In any triangle the angle opposite the greater side is greater. | ||
Let ABC be a triangle having the side AC greater than AB.
I say that the angle ABC is also greater than the angle BCA. | ||
Since AC is greater than AB, make AD equal to AB, and join BD. | I.3
Post.1 | |
Since the angle ADB is an exterior angle of the triangle BCD, therefore it is greater than the interior and opposite angle DCB. | I.16 | |
But the angle ADB equals the angle ABD, since the side AB equals AD, therefore the angle ABD is also greater than the angle ACB. Therefore the angle ABC is much greater than the angle ACB. | I.5 | |
Therefore in any triangle the angle opposite the greater side is greater. | ||
Q.E.D. |
Take, for instance, the statements of this and the next proposition. Very literal translations of these are (I.18) "In any triangle, the greater side [as subject] the greater angle [as object] subtends," and (I.19) "In any triangle, the greater angle [as object] the greater side [as subject] subtends."
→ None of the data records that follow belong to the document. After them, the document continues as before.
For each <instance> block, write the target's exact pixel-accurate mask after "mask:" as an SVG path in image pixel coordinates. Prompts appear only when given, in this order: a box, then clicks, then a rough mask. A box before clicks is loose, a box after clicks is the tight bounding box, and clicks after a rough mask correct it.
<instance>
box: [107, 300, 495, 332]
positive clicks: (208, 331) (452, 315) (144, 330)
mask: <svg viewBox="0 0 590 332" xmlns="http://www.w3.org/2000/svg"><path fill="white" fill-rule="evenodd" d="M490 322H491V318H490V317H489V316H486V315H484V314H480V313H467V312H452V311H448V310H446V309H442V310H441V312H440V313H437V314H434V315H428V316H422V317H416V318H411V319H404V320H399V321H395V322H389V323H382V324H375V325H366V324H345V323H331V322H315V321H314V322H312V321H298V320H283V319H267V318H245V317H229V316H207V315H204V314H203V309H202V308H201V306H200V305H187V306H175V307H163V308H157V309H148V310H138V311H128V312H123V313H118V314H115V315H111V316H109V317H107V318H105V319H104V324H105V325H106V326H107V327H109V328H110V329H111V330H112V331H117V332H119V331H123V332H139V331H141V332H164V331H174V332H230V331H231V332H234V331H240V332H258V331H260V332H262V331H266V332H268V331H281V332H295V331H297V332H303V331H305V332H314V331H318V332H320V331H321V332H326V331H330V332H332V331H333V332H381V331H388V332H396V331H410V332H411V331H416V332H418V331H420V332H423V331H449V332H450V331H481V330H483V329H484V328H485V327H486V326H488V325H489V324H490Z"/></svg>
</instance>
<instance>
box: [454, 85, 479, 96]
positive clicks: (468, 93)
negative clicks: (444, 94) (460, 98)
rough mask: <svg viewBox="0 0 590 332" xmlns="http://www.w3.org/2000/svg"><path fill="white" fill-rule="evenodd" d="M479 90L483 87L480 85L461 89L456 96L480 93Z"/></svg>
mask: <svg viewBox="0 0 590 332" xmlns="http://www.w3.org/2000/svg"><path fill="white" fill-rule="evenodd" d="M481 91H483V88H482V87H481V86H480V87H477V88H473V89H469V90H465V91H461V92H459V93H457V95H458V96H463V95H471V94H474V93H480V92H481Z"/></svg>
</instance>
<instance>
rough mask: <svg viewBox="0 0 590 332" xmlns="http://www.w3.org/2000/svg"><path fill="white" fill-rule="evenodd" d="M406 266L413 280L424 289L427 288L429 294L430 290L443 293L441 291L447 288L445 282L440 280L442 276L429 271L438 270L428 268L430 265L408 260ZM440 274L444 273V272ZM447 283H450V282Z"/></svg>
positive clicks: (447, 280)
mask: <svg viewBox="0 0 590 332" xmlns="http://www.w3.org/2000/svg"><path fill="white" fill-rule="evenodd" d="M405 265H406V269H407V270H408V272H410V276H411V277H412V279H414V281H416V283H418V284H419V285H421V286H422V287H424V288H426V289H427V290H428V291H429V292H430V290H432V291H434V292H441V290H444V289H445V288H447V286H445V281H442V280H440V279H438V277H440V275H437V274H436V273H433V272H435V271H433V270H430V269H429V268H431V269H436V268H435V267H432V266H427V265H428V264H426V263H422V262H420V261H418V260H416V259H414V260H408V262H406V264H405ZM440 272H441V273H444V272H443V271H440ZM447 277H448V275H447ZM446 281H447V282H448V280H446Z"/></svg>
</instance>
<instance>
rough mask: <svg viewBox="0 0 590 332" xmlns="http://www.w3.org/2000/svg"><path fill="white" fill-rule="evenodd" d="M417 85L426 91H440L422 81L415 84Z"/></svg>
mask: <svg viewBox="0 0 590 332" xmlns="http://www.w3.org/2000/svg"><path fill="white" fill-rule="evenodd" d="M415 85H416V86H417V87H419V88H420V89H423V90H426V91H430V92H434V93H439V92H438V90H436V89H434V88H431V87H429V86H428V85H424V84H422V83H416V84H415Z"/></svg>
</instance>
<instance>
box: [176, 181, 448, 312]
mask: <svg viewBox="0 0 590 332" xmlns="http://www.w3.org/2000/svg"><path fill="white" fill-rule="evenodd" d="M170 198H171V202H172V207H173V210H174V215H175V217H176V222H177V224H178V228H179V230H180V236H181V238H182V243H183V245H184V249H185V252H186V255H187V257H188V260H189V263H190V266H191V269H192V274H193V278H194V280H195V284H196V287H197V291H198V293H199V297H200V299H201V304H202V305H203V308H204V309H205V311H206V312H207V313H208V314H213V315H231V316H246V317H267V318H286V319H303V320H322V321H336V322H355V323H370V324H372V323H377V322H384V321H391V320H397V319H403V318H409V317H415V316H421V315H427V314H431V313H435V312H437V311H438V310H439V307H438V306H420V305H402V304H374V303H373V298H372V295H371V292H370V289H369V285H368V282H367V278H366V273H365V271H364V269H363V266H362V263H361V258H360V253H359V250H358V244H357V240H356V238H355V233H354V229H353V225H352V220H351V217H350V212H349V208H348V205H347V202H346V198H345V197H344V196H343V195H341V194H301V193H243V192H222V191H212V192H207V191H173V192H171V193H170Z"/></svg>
Heath keeps the word order in his translation but makes the second statement passive: (I.18) "In any triangle the greater side subtends the greater angle," and (I.19) "In any triangle the greater angle is subtended by the greater side." Without the understanding that the data come first, these two sentences are logically equivalent.
In this translation the original word order is abandoned in order to make for more readable sentences and to clarify the meaning. Thus, (I.18) "In any triangle the angle opposite the greater side is greater," and (I.19) "In any triangle the side opposite the greater angle is greater."
It may sound like these two propositions really do say the same thing, but they don't. They're actually disguised converses of each other. I.18 says "if side AC > side AB, then angle ABC > angle BCA" (but it hasn't yet been shown that there is no other way for angle ABC to be greater), while I.19 says "if angle ABC > angle BCA, then side AC > side AB."